Configure Standard CMS Document Search
Some behavior of the standard document search in Hippo CMS is configurable.
Limiting matching document types
By default, only documents will be searched. The set of searched types can also be customized.
To configure the search types in the document browse tab:
-
Edit the node
/hippo:configuration/hippo:frontend/cms/cms-browser/documentsTreeLoader /cluster.config
-
Add the multi-valued string property
nodetypes
-
Each string value specifies a document type to include in the search
The search box in the images and assets tab can be configured similarly in the nodes
/hippo:configuration/hippo:frontend/cms/cms-browser/imagesTreeLoader /cluster.config
and
/hippo:configuration/hippo:frontend/cms/cms-browser/assetsTreeLoader /cluster.config
Lucene Analyzer
Each token entered in the search box is interpreted by the tokenizer used by the Lucene analyzer. By default, Hippo CMS uses the StandardAnalyzer, which uses the StandardTokenizer. This tokenizer has the following behavior:
-
Splits words at punctuation characters, removing punctuation. However, a dot that's not followed by whitespace is considered part of a token.
-
Splits words at hyphens, unless there's a number in the token, in which case the whole token is interpreted as a product number and is not split.
-
Recognizes email addresses and internet hostnames as one token.

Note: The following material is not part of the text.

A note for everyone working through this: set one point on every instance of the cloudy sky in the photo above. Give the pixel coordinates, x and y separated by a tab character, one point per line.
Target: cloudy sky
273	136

As a result, hyphens cannot be searched for, unless the word containing a hyphen also contains a number. For example, searching for "foo-bar" is not possible, but searching for "foo-bar-5" is. However, it is possible to search for parts of a word after a hyphen. For example, searching "bar" will match documents containing "foo-bar".
Punctiation cannot be searched for either, except for dots within words. For example, searching for "foo,bar" is not possible, but searching for "foo.bar" is.
Note that it is possible to configure a different Lucene analyzer.